In June, court documents detailed what the authorities called the "Illegals Program," an ambitious, if puzzling, long-term effort by the S.V.R., one of the successors to the Soviet K.G.B., to plant Russian spies in the United States to gather information and recruit more agents. The network of so-called illegals — spies operating under false names outside of diplomatic cover — also used cyber-age technology, according to the charges. They embedded coded texts in ordinary-looking images posted on the Internet, and they communicated by having two agents pass casually with laptops containing special software flashed messages between them.
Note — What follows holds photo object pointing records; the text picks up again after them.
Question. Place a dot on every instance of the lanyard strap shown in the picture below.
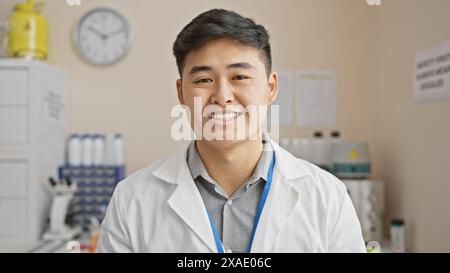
(261, 204)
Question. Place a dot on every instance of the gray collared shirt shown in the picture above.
(233, 215)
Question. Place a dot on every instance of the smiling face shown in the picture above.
(232, 88)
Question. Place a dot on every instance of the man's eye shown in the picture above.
(203, 81)
(240, 77)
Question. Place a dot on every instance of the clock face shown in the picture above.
(103, 36)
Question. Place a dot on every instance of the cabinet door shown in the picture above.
(13, 213)
(14, 125)
(13, 86)
(13, 179)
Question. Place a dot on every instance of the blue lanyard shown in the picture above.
(261, 204)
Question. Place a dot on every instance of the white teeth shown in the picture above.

The suspects had lived for more than a decade in American cities and suburbs from Seattle to New York, where they seemed to be ordinary couples working ordinary jobs, chatting to the neighbors about schools and apologizing for noisy teenagers. They were directed to gather information on nuclear weapons, American policy toward Iran, C.I.A. leadership, Congressional politics and many other topics, according to prosecutors. The Russian spies made contact with a former high-ranking American national security official and a nuclear weapons researcher, among others.

The 'Illegals Program'

Experts on Russian intelligence expressed astonishment at the scale, longevity and dedication of the program, and many questioned its worth. They noted that Vladimir V. Putin, the Russian prime minister and former president and spy officer, had worked to restore the prestige and funding of Russian espionage after the collapse of the Soviet Union and the dark image of the K.G.B.

Cells of undercover operatives, masked as ordinary citizens, are known in Russian as "illegals," and they occupy a storied position in Soviet culture.

Illegals, unlike most spies, live in foreign countries without the benefit of a diplomatic cover, which would have offered them immunity from prosecution if they were caught. Soviet intelligence services began training a corps of these agents shortly after the October Revolution in 1917, when few countries had diplomatic relations with the Soviet Union, and it came to be seen as a particular Soviet specialty.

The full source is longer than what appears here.